Secondo quanto ricostruito dai carabinieri che hanno condotto le indagini, ad uccidere sarebbero stati i figli della compagna dell’uomo. I due avrebbero ucciso il compagno della madre perché aveva smesso di elargire denaro in favore del nucleo familiare della donna.

Adesso, con l’accusa di omicidio premeditato, i carabinieri della Compagnia di Gioia Tauro hanno arrestato a Dinami (in provincia di Vibo Valentia), i fratelli Daniele e Giuseppe Matalone, di 27 e 30 anni, ritenuti responsabili dell’omicidio di Michele Franzé.

L’uomo fu raggiunto alla testa da alcuni colpi di fucile caricato a pallettoni mentre si trovava nel giardino davanti alla sua abitazione, in contrada Salice di Galatro. Gli arresti, disposti dal Giudice per le indagini preliminari del Tribunale di Palmi su richiesta della Procura, sono giunti al termine delle indagini dei carabinieri di Gioia Tauro, che grazie a intercettazioni telefoniche e ambientali integrate da numerose testimonianze avrebbero raccolto elementi gravemente indizianti a carico degli indagati. All’origine del delitto, secondo l’accusa, i dissidi con la vittima che si erano acuiti nel tempo.

Nel corso delle indagini, i carabinieri hanno raccolto numerose fonti di prova che hanno consentito di collocare i due fratelli nel luogo dell’omicidio in un arco temporale compatibile con l’ora del delitto. Inoltre, l’analisi delle dichiarazioni rese da testimoni e del contenuto delle intercettazioni, avrebbero permesso agli investigatori di smascherare il piano elaborato dagli indagati per costruirsi falsi alibi che potessero giustificare gli indizi emersi nei loro confronti.

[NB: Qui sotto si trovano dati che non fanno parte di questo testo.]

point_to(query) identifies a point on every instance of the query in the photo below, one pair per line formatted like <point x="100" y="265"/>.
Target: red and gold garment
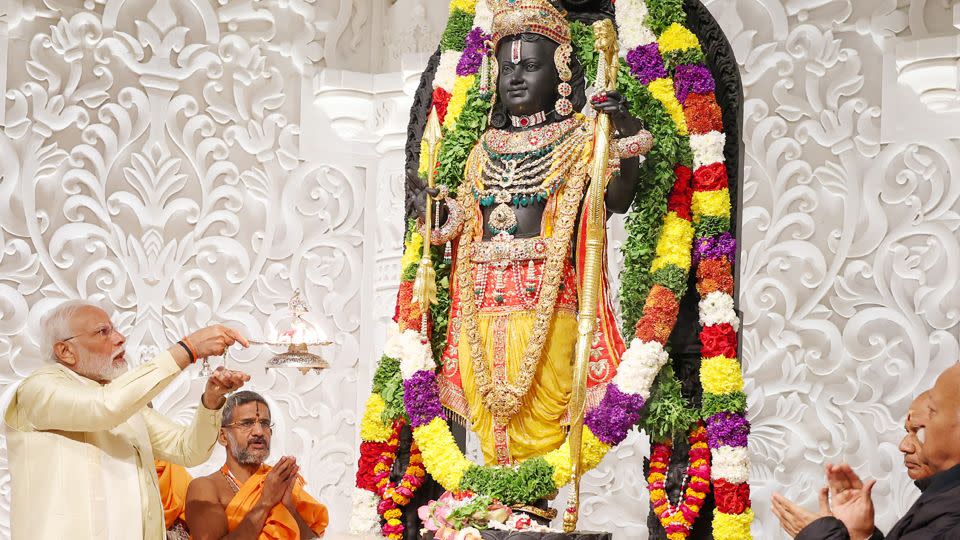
<point x="507" y="275"/>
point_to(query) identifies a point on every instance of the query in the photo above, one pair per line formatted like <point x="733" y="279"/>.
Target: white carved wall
<point x="195" y="161"/>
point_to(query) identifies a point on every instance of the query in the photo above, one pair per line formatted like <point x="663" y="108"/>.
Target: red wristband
<point x="193" y="351"/>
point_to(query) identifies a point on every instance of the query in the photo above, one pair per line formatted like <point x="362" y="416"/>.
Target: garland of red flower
<point x="677" y="521"/>
<point x="396" y="495"/>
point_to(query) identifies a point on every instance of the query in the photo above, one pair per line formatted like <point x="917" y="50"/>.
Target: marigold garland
<point x="667" y="85"/>
<point x="678" y="521"/>
<point x="393" y="496"/>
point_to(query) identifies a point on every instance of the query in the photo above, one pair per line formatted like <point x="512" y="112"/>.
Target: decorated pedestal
<point x="678" y="266"/>
<point x="523" y="535"/>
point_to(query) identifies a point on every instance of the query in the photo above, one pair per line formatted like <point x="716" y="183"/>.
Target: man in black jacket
<point x="936" y="514"/>
<point x="793" y="517"/>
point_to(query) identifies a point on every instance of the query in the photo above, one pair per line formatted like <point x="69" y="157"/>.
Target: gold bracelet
<point x="456" y="216"/>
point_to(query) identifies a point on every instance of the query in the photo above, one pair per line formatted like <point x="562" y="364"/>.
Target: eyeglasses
<point x="104" y="332"/>
<point x="247" y="425"/>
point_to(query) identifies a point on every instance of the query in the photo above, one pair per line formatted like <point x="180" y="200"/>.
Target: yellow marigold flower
<point x="711" y="203"/>
<point x="559" y="459"/>
<point x="468" y="6"/>
<point x="673" y="246"/>
<point x="721" y="375"/>
<point x="412" y="251"/>
<point x="677" y="38"/>
<point x="592" y="452"/>
<point x="372" y="427"/>
<point x="732" y="526"/>
<point x="441" y="455"/>
<point x="593" y="449"/>
<point x="662" y="90"/>
<point x="458" y="100"/>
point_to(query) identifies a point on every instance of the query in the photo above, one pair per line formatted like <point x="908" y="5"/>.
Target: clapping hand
<point x="793" y="517"/>
<point x="850" y="500"/>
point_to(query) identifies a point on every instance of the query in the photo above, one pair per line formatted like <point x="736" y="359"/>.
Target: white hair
<point x="55" y="325"/>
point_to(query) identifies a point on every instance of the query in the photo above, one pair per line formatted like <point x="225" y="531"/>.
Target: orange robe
<point x="280" y="525"/>
<point x="173" y="481"/>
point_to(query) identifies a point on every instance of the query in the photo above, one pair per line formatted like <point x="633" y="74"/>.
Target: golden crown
<point x="512" y="17"/>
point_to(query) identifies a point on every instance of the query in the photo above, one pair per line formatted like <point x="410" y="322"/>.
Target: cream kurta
<point x="81" y="454"/>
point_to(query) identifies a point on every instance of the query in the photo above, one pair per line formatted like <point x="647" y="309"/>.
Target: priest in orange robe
<point x="247" y="498"/>
<point x="173" y="480"/>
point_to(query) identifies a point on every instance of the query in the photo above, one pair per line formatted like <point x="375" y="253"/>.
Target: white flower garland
<point x="413" y="353"/>
<point x="631" y="18"/>
<point x="639" y="366"/>
<point x="364" y="519"/>
<point x="731" y="464"/>
<point x="483" y="17"/>
<point x="717" y="308"/>
<point x="707" y="148"/>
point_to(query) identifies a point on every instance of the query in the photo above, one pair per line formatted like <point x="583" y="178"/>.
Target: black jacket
<point x="935" y="516"/>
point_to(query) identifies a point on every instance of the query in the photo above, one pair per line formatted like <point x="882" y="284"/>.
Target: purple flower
<point x="617" y="413"/>
<point x="421" y="397"/>
<point x="646" y="64"/>
<point x="715" y="247"/>
<point x="727" y="429"/>
<point x="473" y="52"/>
<point x="692" y="78"/>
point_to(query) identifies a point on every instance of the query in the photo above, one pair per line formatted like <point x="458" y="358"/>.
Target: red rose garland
<point x="678" y="520"/>
<point x="395" y="495"/>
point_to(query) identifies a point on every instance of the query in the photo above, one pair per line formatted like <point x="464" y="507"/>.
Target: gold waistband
<point x="516" y="249"/>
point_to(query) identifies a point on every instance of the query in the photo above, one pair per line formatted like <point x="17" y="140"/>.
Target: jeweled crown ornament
<point x="298" y="338"/>
<point x="512" y="17"/>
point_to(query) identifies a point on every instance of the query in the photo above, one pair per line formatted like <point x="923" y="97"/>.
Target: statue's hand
<point x="615" y="105"/>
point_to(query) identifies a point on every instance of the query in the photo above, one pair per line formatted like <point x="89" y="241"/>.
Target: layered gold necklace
<point x="504" y="399"/>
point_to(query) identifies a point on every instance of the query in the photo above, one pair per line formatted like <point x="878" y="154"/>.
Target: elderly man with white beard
<point x="82" y="441"/>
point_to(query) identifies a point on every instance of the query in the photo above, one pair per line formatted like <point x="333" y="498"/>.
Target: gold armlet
<point x="456" y="216"/>
<point x="635" y="145"/>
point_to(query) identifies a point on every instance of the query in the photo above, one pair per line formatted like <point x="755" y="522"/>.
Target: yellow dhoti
<point x="281" y="524"/>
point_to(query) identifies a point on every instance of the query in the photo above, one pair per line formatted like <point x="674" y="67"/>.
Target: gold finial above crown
<point x="512" y="17"/>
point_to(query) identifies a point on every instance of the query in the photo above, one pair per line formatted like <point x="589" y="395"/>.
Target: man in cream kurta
<point x="81" y="447"/>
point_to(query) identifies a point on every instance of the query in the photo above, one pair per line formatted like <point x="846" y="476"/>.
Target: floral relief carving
<point x="154" y="161"/>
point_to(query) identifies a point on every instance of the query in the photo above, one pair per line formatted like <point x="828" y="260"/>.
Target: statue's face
<point x="529" y="85"/>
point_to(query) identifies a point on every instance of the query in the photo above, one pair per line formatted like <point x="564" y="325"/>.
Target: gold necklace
<point x="518" y="180"/>
<point x="505" y="399"/>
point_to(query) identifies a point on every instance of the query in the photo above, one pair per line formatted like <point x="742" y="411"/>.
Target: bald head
<point x="80" y="336"/>
<point x="941" y="446"/>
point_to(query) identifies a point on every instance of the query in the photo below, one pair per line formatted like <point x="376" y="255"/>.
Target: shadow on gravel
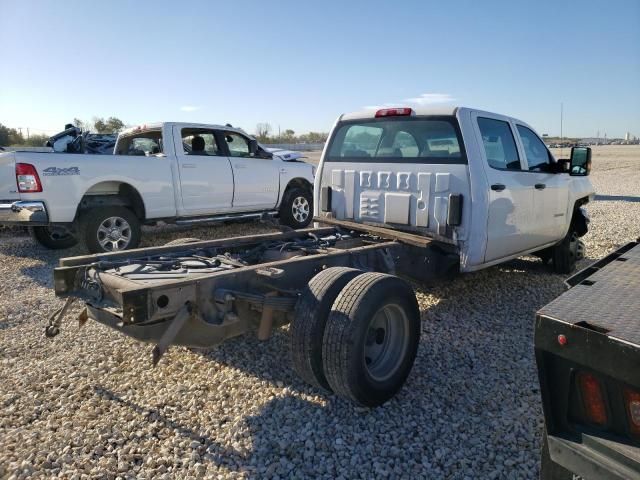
<point x="617" y="198"/>
<point x="219" y="453"/>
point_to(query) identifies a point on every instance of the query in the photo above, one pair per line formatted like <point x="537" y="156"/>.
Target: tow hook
<point x="55" y="320"/>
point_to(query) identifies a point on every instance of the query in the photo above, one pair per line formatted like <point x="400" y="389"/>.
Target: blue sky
<point x="298" y="64"/>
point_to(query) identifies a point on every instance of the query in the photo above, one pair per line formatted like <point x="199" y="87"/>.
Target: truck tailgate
<point x="8" y="186"/>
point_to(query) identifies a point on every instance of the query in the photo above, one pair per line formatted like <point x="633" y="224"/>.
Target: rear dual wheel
<point x="363" y="346"/>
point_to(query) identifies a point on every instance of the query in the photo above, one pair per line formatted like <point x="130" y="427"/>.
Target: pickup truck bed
<point x="593" y="329"/>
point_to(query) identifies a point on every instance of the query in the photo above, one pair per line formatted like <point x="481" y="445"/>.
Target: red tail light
<point x="394" y="112"/>
<point x="27" y="178"/>
<point x="592" y="398"/>
<point x="632" y="403"/>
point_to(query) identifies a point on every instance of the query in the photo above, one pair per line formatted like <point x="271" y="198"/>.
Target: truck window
<point x="499" y="144"/>
<point x="140" y="144"/>
<point x="199" y="141"/>
<point x="416" y="140"/>
<point x="535" y="150"/>
<point x="238" y="145"/>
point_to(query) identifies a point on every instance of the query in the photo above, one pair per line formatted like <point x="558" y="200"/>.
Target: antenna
<point x="561" y="137"/>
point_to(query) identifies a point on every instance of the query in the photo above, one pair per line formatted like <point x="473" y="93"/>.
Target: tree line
<point x="264" y="134"/>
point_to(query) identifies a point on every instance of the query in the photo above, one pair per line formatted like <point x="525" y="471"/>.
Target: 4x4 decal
<point x="51" y="171"/>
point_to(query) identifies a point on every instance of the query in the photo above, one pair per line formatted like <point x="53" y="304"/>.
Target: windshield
<point x="400" y="139"/>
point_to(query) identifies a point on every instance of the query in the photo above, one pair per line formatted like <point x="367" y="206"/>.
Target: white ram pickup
<point x="172" y="172"/>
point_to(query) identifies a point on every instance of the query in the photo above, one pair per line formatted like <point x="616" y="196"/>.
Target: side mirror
<point x="256" y="151"/>
<point x="580" y="161"/>
<point x="253" y="147"/>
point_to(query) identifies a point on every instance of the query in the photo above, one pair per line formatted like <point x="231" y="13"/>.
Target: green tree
<point x="36" y="141"/>
<point x="111" y="125"/>
<point x="10" y="136"/>
<point x="262" y="132"/>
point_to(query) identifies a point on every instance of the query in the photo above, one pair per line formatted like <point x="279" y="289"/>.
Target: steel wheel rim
<point x="300" y="209"/>
<point x="114" y="233"/>
<point x="386" y="343"/>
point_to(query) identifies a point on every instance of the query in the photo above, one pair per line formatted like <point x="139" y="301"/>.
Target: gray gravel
<point x="87" y="404"/>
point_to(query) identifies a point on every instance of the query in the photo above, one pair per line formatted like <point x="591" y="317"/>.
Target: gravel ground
<point x="88" y="404"/>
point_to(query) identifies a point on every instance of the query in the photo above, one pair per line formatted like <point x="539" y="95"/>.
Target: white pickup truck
<point x="399" y="193"/>
<point x="174" y="172"/>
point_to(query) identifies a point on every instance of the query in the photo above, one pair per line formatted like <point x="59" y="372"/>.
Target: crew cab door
<point x="551" y="190"/>
<point x="511" y="221"/>
<point x="257" y="180"/>
<point x="206" y="179"/>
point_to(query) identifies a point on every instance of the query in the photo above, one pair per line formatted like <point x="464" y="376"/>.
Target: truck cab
<point x="484" y="183"/>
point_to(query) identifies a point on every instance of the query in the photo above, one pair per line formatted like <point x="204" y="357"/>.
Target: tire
<point x="55" y="238"/>
<point x="182" y="241"/>
<point x="310" y="317"/>
<point x="96" y="223"/>
<point x="296" y="210"/>
<point x="364" y="362"/>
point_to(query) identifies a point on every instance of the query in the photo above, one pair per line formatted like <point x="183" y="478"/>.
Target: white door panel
<point x="206" y="182"/>
<point x="257" y="182"/>
<point x="512" y="223"/>
<point x="551" y="190"/>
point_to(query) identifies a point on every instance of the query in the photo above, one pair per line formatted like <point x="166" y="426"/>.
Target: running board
<point x="224" y="218"/>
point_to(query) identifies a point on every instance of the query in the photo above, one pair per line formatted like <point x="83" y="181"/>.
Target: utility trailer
<point x="587" y="346"/>
<point x="354" y="324"/>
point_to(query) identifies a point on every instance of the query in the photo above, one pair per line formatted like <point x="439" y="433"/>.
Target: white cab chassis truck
<point x="400" y="194"/>
<point x="172" y="172"/>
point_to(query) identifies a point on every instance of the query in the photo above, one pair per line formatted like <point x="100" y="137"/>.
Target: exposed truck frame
<point x="587" y="345"/>
<point x="199" y="294"/>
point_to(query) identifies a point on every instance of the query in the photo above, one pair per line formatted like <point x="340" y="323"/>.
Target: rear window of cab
<point x="398" y="140"/>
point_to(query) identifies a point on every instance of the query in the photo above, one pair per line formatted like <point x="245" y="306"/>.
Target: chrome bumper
<point x="22" y="212"/>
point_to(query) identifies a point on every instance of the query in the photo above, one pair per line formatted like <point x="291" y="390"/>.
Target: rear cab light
<point x="27" y="178"/>
<point x="394" y="112"/>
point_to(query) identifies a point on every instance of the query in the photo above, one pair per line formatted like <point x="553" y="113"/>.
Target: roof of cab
<point x="159" y="125"/>
<point x="418" y="110"/>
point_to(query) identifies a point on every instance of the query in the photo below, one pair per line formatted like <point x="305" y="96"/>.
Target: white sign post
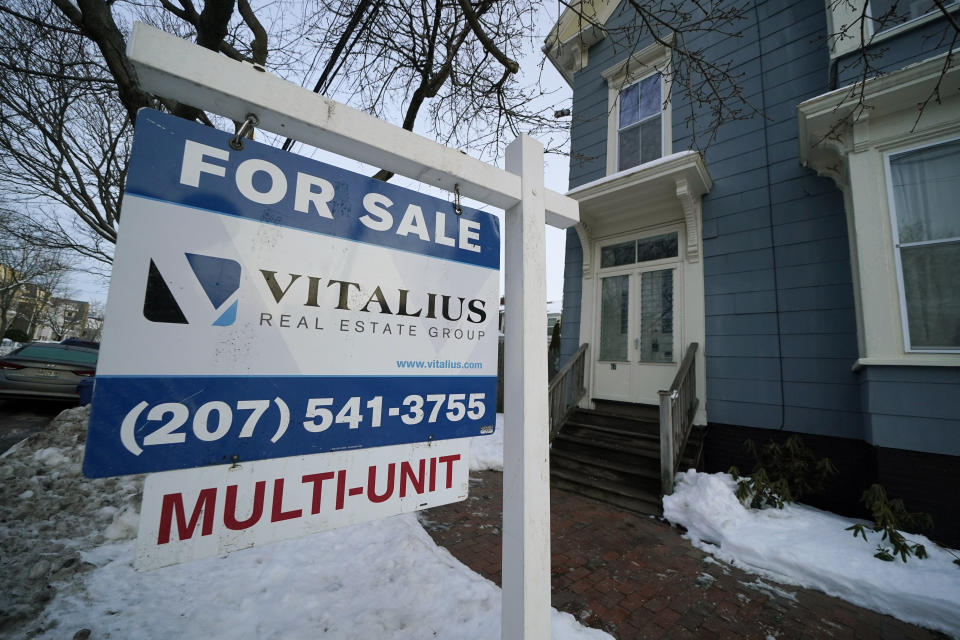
<point x="175" y="69"/>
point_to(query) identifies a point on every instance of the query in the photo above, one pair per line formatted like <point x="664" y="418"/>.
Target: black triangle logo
<point x="159" y="305"/>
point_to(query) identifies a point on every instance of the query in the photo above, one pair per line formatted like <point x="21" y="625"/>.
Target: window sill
<point x="910" y="360"/>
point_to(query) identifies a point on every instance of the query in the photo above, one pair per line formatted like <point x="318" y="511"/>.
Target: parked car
<point x="46" y="370"/>
<point x="78" y="342"/>
<point x="7" y="345"/>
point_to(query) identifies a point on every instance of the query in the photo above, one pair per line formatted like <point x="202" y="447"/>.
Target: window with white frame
<point x="924" y="186"/>
<point x="640" y="122"/>
<point x="639" y="114"/>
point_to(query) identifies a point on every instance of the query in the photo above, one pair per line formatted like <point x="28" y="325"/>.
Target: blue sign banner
<point x="280" y="188"/>
<point x="180" y="422"/>
<point x="265" y="305"/>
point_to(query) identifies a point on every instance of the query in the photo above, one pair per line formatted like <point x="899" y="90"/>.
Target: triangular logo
<point x="159" y="305"/>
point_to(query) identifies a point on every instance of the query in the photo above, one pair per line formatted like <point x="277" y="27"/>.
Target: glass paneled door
<point x="639" y="327"/>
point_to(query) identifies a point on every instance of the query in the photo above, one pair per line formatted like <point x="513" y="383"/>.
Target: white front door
<point x="639" y="326"/>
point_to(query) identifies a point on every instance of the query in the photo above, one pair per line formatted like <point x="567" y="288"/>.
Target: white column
<point x="526" y="479"/>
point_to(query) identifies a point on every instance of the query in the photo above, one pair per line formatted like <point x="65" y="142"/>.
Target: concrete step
<point x="640" y="502"/>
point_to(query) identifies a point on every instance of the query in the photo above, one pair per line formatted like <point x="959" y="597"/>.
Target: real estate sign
<point x="197" y="513"/>
<point x="266" y="305"/>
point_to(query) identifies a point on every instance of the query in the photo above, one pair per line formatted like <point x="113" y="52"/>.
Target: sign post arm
<point x="526" y="494"/>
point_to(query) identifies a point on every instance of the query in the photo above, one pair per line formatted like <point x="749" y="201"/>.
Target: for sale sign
<point x="199" y="513"/>
<point x="265" y="305"/>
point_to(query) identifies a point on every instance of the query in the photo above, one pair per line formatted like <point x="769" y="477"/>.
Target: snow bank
<point x="49" y="514"/>
<point x="384" y="579"/>
<point x="804" y="546"/>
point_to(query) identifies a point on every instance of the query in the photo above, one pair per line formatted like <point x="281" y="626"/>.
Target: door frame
<point x="635" y="269"/>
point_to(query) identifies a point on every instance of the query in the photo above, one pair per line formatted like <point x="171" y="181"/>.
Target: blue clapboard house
<point x="799" y="274"/>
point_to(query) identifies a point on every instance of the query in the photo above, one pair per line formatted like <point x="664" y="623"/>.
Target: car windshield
<point x="56" y="353"/>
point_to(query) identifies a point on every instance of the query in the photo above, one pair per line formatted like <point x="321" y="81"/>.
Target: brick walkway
<point x="635" y="577"/>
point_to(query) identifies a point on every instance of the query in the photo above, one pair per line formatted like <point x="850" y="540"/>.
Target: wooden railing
<point x="678" y="406"/>
<point x="566" y="388"/>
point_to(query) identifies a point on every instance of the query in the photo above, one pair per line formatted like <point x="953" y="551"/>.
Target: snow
<point x="803" y="546"/>
<point x="385" y="579"/>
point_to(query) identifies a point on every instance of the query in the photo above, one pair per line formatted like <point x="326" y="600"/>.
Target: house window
<point x="640" y="127"/>
<point x="657" y="247"/>
<point x="924" y="192"/>
<point x="638" y="94"/>
<point x="886" y="14"/>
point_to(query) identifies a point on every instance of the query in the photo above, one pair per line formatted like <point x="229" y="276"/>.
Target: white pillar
<point x="526" y="472"/>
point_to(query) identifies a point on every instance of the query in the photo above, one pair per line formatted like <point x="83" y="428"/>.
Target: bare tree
<point x="447" y="68"/>
<point x="865" y="62"/>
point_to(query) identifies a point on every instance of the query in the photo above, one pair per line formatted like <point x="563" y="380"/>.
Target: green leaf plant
<point x="889" y="517"/>
<point x="782" y="473"/>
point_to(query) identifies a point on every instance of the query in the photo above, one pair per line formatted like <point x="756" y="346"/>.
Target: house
<point x="63" y="318"/>
<point x="811" y="251"/>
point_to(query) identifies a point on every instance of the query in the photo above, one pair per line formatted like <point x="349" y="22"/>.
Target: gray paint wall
<point x="912" y="408"/>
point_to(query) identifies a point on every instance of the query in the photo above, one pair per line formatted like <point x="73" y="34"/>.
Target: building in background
<point x="32" y="312"/>
<point x="812" y="252"/>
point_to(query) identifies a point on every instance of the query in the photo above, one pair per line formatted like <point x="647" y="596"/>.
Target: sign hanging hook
<point x="236" y="142"/>
<point x="456" y="199"/>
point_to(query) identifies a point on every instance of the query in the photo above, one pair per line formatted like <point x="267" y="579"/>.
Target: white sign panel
<point x="265" y="305"/>
<point x="199" y="513"/>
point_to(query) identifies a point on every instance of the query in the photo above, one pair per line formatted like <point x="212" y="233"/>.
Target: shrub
<point x="781" y="473"/>
<point x="890" y="516"/>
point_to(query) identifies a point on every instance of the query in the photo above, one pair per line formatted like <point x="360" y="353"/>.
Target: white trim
<point x="935" y="360"/>
<point x="897" y="245"/>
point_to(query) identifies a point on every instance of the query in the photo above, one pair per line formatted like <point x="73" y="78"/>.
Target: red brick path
<point x="635" y="577"/>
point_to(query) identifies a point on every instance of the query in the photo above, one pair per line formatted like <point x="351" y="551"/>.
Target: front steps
<point x="613" y="455"/>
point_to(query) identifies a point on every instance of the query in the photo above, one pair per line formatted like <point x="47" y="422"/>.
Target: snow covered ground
<point x="807" y="547"/>
<point x="385" y="579"/>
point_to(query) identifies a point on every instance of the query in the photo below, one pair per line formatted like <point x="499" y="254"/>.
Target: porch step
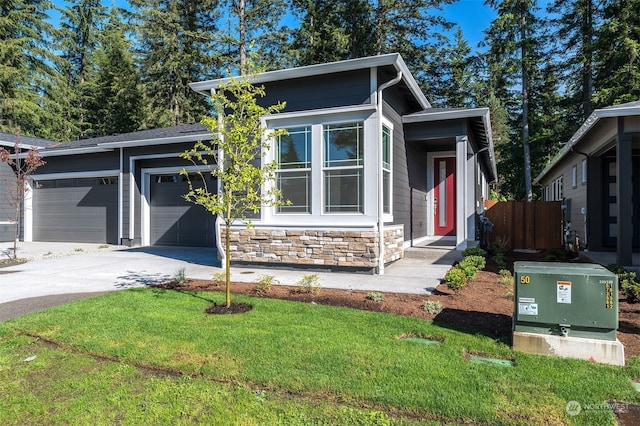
<point x="433" y="254"/>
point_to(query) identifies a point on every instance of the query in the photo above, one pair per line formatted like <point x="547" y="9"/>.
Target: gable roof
<point x="621" y="110"/>
<point x="388" y="60"/>
<point x="26" y="142"/>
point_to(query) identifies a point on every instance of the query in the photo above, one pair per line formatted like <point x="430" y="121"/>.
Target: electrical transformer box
<point x="566" y="299"/>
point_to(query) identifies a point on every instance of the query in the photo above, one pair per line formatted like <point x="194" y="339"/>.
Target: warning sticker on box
<point x="527" y="308"/>
<point x="564" y="292"/>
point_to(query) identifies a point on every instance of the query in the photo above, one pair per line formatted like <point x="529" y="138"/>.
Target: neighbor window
<point x="293" y="177"/>
<point x="343" y="167"/>
<point x="386" y="169"/>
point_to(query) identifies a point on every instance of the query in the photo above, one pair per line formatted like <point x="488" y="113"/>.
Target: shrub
<point x="478" y="261"/>
<point x="629" y="283"/>
<point x="432" y="307"/>
<point x="455" y="279"/>
<point x="219" y="278"/>
<point x="264" y="283"/>
<point x="473" y="251"/>
<point x="376" y="296"/>
<point x="555" y="254"/>
<point x="180" y="276"/>
<point x="309" y="283"/>
<point x="505" y="277"/>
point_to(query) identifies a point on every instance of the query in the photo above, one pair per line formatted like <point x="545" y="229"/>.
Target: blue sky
<point x="471" y="15"/>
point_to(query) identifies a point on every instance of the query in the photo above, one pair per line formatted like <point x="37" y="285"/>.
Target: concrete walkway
<point x="67" y="269"/>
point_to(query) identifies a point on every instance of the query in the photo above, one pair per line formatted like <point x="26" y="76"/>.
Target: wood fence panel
<point x="526" y="225"/>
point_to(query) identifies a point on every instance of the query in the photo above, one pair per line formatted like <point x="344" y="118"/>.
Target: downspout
<point x="380" y="177"/>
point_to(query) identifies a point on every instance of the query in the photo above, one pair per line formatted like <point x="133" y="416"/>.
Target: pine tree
<point x="254" y="29"/>
<point x="175" y="40"/>
<point x="25" y="64"/>
<point x="120" y="100"/>
<point x="78" y="37"/>
<point x="617" y="69"/>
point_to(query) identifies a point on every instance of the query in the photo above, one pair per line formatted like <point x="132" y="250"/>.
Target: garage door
<point x="175" y="221"/>
<point x="83" y="210"/>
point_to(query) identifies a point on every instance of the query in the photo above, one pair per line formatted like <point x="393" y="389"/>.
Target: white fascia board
<point x="157" y="141"/>
<point x="589" y="123"/>
<point x="425" y="116"/>
<point x="204" y="87"/>
<point x="66" y="151"/>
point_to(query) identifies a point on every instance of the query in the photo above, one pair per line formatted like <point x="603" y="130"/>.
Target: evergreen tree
<point x="25" y="64"/>
<point x="617" y="69"/>
<point x="119" y="106"/>
<point x="175" y="40"/>
<point x="78" y="36"/>
<point x="254" y="29"/>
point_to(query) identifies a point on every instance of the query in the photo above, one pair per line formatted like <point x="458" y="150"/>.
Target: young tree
<point x="232" y="158"/>
<point x="16" y="189"/>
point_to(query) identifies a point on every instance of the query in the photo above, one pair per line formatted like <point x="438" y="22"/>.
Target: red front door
<point x="444" y="198"/>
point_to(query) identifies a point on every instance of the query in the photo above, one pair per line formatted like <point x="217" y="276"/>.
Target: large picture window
<point x="343" y="167"/>
<point x="293" y="177"/>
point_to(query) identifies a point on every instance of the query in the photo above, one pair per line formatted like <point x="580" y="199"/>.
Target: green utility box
<point x="566" y="299"/>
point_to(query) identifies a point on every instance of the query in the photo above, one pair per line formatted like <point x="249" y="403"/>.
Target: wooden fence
<point x="526" y="225"/>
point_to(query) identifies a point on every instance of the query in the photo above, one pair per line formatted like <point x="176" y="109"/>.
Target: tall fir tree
<point x="176" y="46"/>
<point x="26" y="71"/>
<point x="77" y="38"/>
<point x="617" y="68"/>
<point x="254" y="28"/>
<point x="120" y="100"/>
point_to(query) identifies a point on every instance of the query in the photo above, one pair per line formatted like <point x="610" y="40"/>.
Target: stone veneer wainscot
<point x="358" y="249"/>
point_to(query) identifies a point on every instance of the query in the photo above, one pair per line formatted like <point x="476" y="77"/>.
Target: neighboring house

In un primo momento, infatti, i fratelli Matalone avevano tentato di giustificare le tracce di polvere da sparo rinvenute sui loro indumenti poco dopo l’omicidio, con il fatto di essersi recati il giorno prima ad una battuta di caccia. Circostanza che si sarebbe dimostrata infondata dalle indagini dei carabinieri.

In un secondo momento, Daniele Matalone, per confutare l’ipotesi investigativa secondo cui i colpi d’arma da fuoco sparati contro Franzè potevano aver investito anche il killer o i killer che avevano imbracciato l’arma, aveva giustificato una ferita alla fronte dicendo di essersela procurata in un incidente sul lavoro occorsogli il giorno precedente. Anche in questo caso, però, secondo l’accusa, le indagini avrebbero smentito le dichiarazioni dell’indagato.